Merry Christmas, Mr. Lawrence (1983)

An anti-war masterpiece that explores repressed male desire via dazzling performances from David Bowie and Ryuichi Sakamoto

The Very Best

8.6

Movie

Japan, New-Zealand
English, Japanese
Drama, History, War
1983
NAGISA ŌSHIMA
Alistair Browning, Arthur Ranford, Colin Francis
124 min

TLDR

Not exactly the festive family heartwarmer the title suggests.

What it's about

The arrival of a defiant British soldier in a Japanese-run POW camp during WWII brings hidden desires and warring notions of shame to a head.

The take

The tragic irony of war — that, if battling soldiers had been born in any other time or place, they may well have been friends with each other — takes center stage in this brilliant drama set in WWII-era Java. It's a theme best encapsulated by Captain Yonoi (Ryuichi Sakamoto in his film debut), the bushido code-following commandant of a Japanese POW camp: “How wonderful it would have been if we could have invited all of you to a gathering under our cherry trees,” he muses to the titular British Lieutenant Lawrence (Tom Conti), one of his prisoners.

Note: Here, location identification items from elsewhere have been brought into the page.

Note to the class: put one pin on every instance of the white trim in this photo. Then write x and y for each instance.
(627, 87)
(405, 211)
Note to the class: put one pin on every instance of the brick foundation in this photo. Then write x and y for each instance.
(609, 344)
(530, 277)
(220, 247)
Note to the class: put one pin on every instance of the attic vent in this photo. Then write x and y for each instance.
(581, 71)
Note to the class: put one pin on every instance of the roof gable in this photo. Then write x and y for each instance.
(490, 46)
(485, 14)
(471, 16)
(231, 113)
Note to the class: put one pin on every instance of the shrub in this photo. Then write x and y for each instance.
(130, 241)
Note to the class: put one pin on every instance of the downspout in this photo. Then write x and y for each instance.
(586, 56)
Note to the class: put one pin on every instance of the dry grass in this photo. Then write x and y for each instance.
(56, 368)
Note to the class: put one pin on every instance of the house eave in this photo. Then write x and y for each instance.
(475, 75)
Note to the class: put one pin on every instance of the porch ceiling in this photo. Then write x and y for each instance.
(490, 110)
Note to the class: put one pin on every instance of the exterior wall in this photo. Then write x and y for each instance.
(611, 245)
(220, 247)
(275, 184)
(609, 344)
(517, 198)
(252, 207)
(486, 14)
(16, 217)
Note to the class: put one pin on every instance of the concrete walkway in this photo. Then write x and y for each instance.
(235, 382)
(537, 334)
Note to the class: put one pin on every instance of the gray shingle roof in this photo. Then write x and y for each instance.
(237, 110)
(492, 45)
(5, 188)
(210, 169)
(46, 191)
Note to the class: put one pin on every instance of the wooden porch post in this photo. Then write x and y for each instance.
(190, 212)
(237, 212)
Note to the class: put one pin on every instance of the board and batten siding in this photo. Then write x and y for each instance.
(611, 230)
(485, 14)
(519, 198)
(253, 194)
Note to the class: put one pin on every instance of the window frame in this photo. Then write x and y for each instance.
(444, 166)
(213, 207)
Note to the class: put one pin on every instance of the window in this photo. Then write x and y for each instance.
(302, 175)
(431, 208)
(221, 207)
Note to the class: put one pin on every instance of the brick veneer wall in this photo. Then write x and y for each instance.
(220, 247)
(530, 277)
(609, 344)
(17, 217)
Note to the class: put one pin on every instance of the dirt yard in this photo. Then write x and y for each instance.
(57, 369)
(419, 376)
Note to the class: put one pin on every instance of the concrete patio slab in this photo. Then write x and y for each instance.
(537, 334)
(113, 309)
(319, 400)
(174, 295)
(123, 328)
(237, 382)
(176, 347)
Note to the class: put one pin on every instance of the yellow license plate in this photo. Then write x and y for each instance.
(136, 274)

Lawrence is the camp’s mediator, and not just because he’s fluent in Japanese; in the culture clash microcosm that is the camp, he is uniquely understanding of his captors’ way of life. That earns him special privileges of sorts from the camp’s often brutal enforcer (Takeshi Kitano), but this pales in comparison to the instant partiality with which the charismatic Major Jack Celliers (David Bowie) enjoys, courtesy of a smitten yet deeply repressed and tormented Yonoi. This psychosexual undercurrent bubbles furiously throughout Merry Christmas, Mr. Lawrence, deepening its (already poignant) lamentations about war’s humanity-stripping effect and the self-imposed prisons that are honor and shame.

What stands out

Merry Christmas, Mr. Lawrence couldn’t exactly feature two whole rockstars and not make use of the musical talents of at least one. Bowie had to sit this one out, musically speaking, owing to a key plot point — which ironically sees his character complain about his lack of singing ability — so it’s the late, great Sakamoto who played double duty. His ethereal synth-y score (actually his first ever composition for the screen) is instantly unforgettable, and perfectly complements the film’s complex tonal balance of hope and wistfulness, its theme of meeting cultures, and its otherworldly cinematography.